I’m not the only one who feels this way. Trainer and veterinarian, Katherine Donis, has collected countless safety precautions from a lifetime in the barn. With her IEA team in Au Sable Forks, NY, she starts by teaching the basics of ground safety before a rider ever gets on a horse. “Each week, my team kids are supposed to come to two riding lessons and one unmounted lesson where the kids work around the barn, giving back to the horses who teach them while they learn horse management,” she explains. “I also teach lots of kids with disabilities so I really take my time and go into exquisitely careful detail about all the safety issues and how to just ‘be’ around a pony safely.”

One of Donis’ pet peeves is leaving door latches open around the barn. It’s easy to be lazy when bringing your horse out and forget to close the door and latch it back, but taking the extra five seconds can save an emergency call. “I can’t tell you how many torn necks I’ve sewn up from people leaving the latches sticking out of a stall door,” she says. You can even be safer bringing your horse out by opening the stall door all the way so the horse doesn’t “hip” itself walking through. 

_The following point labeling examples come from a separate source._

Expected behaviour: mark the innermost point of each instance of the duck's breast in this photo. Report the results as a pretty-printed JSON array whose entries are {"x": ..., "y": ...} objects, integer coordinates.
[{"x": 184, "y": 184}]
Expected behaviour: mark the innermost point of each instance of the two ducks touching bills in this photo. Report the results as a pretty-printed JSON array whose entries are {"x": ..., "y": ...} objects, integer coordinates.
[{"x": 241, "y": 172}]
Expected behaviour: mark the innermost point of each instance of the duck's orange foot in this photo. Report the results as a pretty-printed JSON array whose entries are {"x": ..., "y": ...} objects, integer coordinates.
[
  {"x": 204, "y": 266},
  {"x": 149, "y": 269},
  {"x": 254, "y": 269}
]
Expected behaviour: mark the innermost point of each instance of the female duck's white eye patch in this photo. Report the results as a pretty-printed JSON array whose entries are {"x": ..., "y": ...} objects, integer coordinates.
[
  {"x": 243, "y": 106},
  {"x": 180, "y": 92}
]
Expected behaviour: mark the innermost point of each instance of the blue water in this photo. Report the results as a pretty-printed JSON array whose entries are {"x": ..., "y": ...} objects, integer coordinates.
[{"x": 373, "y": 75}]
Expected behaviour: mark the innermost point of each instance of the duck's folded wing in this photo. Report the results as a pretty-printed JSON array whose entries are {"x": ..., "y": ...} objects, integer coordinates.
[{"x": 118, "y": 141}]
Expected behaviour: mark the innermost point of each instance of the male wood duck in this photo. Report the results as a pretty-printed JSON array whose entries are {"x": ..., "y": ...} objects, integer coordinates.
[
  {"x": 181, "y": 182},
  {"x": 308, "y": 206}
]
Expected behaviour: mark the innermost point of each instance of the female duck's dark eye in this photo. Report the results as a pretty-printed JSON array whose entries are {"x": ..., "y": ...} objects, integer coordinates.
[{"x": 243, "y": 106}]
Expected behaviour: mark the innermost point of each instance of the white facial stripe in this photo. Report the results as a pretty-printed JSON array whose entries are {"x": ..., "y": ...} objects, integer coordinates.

Photo © J.Smith831 via flickr

Letting some air flow through the barn with open doors? Make sure to tie-up stall chains and guards with hay twine. Why? You want that chain to easily break when your horse might decide to put its leg through one. Even cross ties need consideration. “I’ve seen not only horses, but also humans damage their eyes due to bungee cross ties or trailer ties,” Donis states. 

Working as a veterinarian has led Donis to be not only more aware of horse safety, but human safety too. “Most of us have been injured by horses from time to time, some quite seriously,” she explains. “The sad news is that there are only a couple of my own classmates (1997, Cornell) even still practicing equine medicine due in large part to this.” It’s extremely important for horse owners to warn vets and farriers when they know their horse kicks. Pretending your little darling is a perfect angel can be very dangerous when you know there’s a history and choose not to disclose. 

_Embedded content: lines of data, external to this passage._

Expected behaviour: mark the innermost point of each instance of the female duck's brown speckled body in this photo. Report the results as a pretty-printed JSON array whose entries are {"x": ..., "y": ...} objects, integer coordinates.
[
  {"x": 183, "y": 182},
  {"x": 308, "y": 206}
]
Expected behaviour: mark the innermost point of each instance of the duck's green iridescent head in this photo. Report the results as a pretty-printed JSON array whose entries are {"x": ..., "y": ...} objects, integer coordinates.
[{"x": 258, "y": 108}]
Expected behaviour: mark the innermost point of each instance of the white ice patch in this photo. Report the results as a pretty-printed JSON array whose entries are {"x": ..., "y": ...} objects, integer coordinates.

The list of potential hazards in the barn is infinite. And no, there is no way to 100% prevent injury to horse or human, but start looking critically around you. 

“I still feel that a day you aren’t learning something around a horse is a day wasted,” Donis says. “What amazing creatures they are to give us unlimited opportunities for lifelong learning.”

With horses, you can never take shortcuts. Start looking at a halter dangling, still clipped to a crosstie, not as a sign of “saving space” in the barn, but something a silly horse could hang its leg through. It’s going to be cheaper on your wallet and less traumatic on your mental health to imagine and prevent, versus experience, accidents that could be avoided. 


Katherine Donis was trained at Anne Grenci’s Fox Hill Farms in Pleasantville, NY as a junior, mostly by Jane Grenci & Leslie Miller, but also by Barb Cochran, Carol Parker, Kip Rosenthal, Kim Jacobs, and J Michael Plumb. In the last ten years, she’s ridden with Scott Keach, Lucinda Green, Nona Garson, George D’Ambrosio, Jonathan Millar, and Gary Duffy.


About the Author: Lauren holds an MFA in creative nonfiction from the University of California Riverside, and is a lifelong rider and writer. Beyond equestrian journalism, she explores body positivity, mental health and addiction through personal narrative. She enjoys showing on the local hunter/jumper circuit in Austin, Texas.